Un collectif d'étudiants réclame de vrais CDD
Les étudiants en travail social qui, pendant la crise épidémique, se porteraient volontaires pour "prêter main-forte" dans des foyers pour enfants ou des centres d'hébergement, doivent être embauchés en CDD, et surtout pas bénévoles, a plaidé ce mercredi 25 mars un collectif représentant les étudiants concernés. "On accepte de participer à l'effort pour aider les structures en difficulté, mais il faut que ce soit dans le cadre d'un CDD", a souligné auprès de l'AFP Marjorie Leandri, membre du comité de mobilisation des étudiantes et étudiants en travail social. "Ce volontariat étudiant ne doit pas précariser davantage encore les étudiants en formation", ni "être synonyme de bénévolat ou de stage, mais de CDD permettant une réelle rémunération", a commenté dans un communiqué le collectif des étudiants en travail social, pour qui "il serait indécent de profiter de la crise actuelle pour faire des étudiants une main-d'oeuvre gratuite afin de pallier le manque structurel de moyens humains et financiers dans le social". Selon Marjorie Leandri, les stages effectués par les étudiants dans le cadre de leur formation sont habituellement indemnisés à hauteur d'un tiers du Smic. La plupart des étudiants ont d'ailleurs vu leur stage interrompu par la mise en place du confinement.

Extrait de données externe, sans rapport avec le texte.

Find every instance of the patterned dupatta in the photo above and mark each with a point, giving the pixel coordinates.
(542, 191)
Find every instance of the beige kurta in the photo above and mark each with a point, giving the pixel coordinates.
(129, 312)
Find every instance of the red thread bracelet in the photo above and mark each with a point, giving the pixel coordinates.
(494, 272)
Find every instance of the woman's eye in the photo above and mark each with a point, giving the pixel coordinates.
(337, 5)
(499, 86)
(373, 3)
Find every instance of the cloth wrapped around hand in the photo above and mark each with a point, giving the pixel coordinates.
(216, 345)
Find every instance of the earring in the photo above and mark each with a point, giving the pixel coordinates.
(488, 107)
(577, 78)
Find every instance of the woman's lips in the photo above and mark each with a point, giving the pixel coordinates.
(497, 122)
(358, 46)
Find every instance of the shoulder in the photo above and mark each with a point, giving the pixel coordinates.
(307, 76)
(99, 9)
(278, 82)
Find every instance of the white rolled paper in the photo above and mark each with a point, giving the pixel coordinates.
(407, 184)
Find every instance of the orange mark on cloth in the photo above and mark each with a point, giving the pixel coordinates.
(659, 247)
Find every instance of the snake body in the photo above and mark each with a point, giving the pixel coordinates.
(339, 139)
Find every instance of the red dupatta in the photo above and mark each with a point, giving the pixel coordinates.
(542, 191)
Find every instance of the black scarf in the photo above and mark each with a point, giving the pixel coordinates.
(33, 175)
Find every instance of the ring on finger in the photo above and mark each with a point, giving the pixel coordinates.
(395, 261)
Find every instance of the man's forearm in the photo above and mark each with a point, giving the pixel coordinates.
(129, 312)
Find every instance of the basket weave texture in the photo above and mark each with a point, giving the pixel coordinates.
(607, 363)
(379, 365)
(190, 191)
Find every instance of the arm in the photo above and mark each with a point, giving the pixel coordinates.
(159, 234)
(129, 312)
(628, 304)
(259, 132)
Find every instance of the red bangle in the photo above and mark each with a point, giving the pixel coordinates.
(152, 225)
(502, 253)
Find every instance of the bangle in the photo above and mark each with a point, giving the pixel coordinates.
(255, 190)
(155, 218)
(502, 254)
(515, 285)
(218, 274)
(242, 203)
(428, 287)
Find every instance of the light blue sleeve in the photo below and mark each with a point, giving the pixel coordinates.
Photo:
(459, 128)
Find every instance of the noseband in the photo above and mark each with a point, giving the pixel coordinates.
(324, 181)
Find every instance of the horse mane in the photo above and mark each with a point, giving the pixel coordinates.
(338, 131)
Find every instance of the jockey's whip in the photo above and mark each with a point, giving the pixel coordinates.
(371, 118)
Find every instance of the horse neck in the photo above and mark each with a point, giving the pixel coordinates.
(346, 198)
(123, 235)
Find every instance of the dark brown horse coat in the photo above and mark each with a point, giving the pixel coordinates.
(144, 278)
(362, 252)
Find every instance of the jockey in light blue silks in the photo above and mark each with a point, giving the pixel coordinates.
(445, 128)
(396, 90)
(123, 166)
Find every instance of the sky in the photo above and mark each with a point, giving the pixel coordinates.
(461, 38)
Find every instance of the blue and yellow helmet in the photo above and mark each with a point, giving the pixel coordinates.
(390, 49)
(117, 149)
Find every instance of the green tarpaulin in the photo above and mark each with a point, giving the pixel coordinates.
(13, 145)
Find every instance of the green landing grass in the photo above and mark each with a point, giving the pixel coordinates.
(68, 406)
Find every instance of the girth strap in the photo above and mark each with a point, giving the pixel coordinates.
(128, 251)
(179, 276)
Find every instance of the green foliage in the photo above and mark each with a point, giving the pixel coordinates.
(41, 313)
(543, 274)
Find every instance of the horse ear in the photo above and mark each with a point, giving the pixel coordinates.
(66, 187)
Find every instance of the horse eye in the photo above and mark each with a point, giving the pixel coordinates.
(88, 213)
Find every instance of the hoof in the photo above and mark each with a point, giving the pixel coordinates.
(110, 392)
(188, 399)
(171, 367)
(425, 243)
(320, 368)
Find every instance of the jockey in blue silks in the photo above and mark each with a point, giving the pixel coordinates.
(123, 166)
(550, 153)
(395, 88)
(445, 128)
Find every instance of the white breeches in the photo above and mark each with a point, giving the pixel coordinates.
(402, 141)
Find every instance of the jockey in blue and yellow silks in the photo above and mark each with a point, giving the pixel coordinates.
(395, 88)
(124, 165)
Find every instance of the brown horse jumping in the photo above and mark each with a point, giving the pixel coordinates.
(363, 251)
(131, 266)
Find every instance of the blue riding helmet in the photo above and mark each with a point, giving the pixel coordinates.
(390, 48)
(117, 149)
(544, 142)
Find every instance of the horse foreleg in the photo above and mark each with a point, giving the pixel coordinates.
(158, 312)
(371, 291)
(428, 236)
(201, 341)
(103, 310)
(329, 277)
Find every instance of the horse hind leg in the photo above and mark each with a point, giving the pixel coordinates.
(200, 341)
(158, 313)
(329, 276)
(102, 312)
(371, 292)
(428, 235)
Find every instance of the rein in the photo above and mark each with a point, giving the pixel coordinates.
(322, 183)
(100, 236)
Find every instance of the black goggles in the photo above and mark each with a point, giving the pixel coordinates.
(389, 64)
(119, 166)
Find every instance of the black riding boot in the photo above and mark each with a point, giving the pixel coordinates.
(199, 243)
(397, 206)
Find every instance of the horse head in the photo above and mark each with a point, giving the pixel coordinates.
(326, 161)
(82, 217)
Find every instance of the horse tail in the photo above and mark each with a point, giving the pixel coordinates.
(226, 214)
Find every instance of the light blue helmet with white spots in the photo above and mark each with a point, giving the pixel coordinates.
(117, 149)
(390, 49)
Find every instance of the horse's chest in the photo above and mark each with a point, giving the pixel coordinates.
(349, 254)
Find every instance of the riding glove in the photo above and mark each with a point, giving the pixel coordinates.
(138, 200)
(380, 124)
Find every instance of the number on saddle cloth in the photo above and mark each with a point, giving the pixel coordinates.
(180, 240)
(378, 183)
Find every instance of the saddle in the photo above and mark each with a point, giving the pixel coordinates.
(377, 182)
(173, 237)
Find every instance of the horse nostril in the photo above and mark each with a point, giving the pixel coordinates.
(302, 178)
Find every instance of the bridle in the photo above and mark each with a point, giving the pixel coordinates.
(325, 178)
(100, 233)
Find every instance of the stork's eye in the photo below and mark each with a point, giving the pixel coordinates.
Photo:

"On nous demande à présent de venir aider, éventuellement en stage : c'est un peu paradoxal", a-t-elle souligné. Contacté par l'AFP, le cabinet de Christelle Dubos, a assuré que "la mobilisation des étudiants volontaires se ferait strictement dans le cadre légal, en CDD ou en stage". Les étudiants s'inquiètent par ailleurs des assurances des pouvoirs publics selon lesquelles une participation volontaire à la "réserve sociale" serait "prise en compte dans le parcours de formation" : une telle mesure créerait une "inégalité de fait" entre ceux qui peuvent y participer et les autres, selon le comité. Ne pas prendre en compte le volontariat serait une "injustice", a répondu le cabinet de la secrétaire d'État. Pour autant, le gouvernement "comprend très bien" que certains ne pourront ou voudront pas s'engager, et "veillera à ce qu'il n'y ait aucune discrimination".